In [5]:
import pandas as pd
import numpy as np
from sklearn.neighbors import NearestNeighbors
from sklearn.preprocessing import StandardScaler
from sklearn.feature_extraction.text import TfidfVectorizer
from scipy.sparse import csr_matrix, hstack
import pickle

# Load data
file = 'recipe_final (1).csv'
recipes = pd.read_csv(file)

# Preprocessing: Create TF-IDF matrix from the ingredients list
vectorizerElement = TfidfVectorizer()
X_ing = vectorizerElement.fit_transform(recipes['ingredients_list'])

# Normalize numerical features
scalerElement = StandardScaler()
X_num = scalerElement.fit_transform(recipes[['calories', 'fat', 'carbohydrates', 'protein', 'cholesterol', 'sodium', 'fiber']])

# Convert numerical features to a sparse matrix (they are only 7 features, so it’s efficient)
X_num_sparse = csr_matrix(X_num)

# Set a very high weight for the ingredient features to increase their importance
ingredient_weight = 100.0  # Increase this value for an even higher focus on ingredients

# Weight the TF-IDF features using the ingredient_weight and keep them sparse
X_ing_weighted = X_ing * ingredient_weight

# Combine the numerical and text features using a sparse horizontal stack
X_com = hstack([X_num_sparse, X_ing_weighted])
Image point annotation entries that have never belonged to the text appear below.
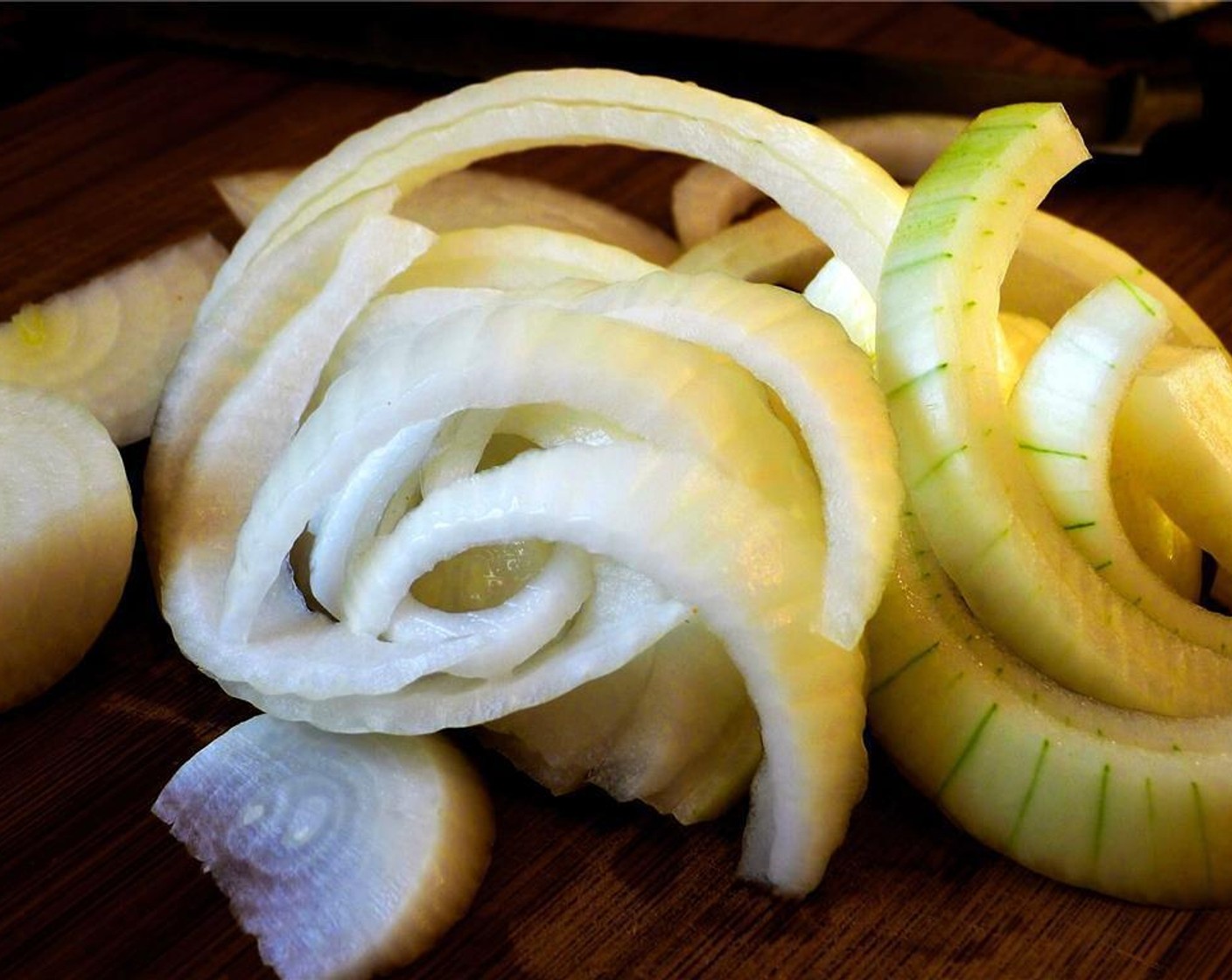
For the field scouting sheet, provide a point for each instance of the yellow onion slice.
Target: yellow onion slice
(482, 199)
(960, 460)
(111, 343)
(66, 530)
# Fit KNN using the 'brute' algorithm (which supports sparse matrices)
KNN = NearestNeighbors(n_neighbors=3, metric='euclidean', algorithm='brute')
KNN.fit(X_com)

def predict(input):
    """
    Predict similar recipes based on a combined feature vector.
    
    Parameters:
    - input: list where the first 7 elements are numerical features in order:
             [calories, fat, carbohydrates, protein, cholesterol, sodium, fiber]
             and the 8th element is the ingredients string.
             
    Returns:
    - A pandas DataFrame with the recommended recipes (columns: recipe_name, ingredients_list, image_url).
    """
    # Scale the numerical portion and convert to sparse format
    scaledinput = scalerElement.transform([input[:7]])
    scaledinput_sparse = csr_matrix(scaledinput)
    
    # Transform the ingredient text and weight it using the high ingredient_weight
    input_ing_trans = vectorizerElement.transform([input[7]]) * ingredient_weight
    
    # Combine numerical and textual input features
    cominputs = hstack([scaledinput_sparse, input_ing_trans])
    
    # Find the nearest neighbors
    distances, indexes = KNN.kneighbors(cominputs)
    recoms = recipes.iloc[indexes[0]]
    return recoms[['recipe_name', 'ingredients_list', 'image_url']]

# Example prediction
inputf = [28, 39, 1, 42, 24, 89, 2, 'egg, bread']
a = predict(inputf)
print(a)

# Save the fitted models and transformers to disk
with open('modelRecipe.pkl', 'wb') as f:
    pickle.dump(KNN, f)

with open('scalerElement.pkl', 'wb') as f:
    pickle.dump(scalerElement, f)

with open('vectorizerElement.pkl', 'wb') as f:
    pickle.dump(vectorizerElement, f)


                       recipe_name  \
33764                Egg in a Boat   
31834               Sunshine Toast   
42950  Campfire Breakfast Sandwich   

                                   ingredients_list  \
33764              ['butter', 'white bread', 'egg']   
31834   ['butter', 'bread', 'egg', 'salt to taste']   
42950  ['butter', 'bread', 'egg', 'Cheddar cheese']   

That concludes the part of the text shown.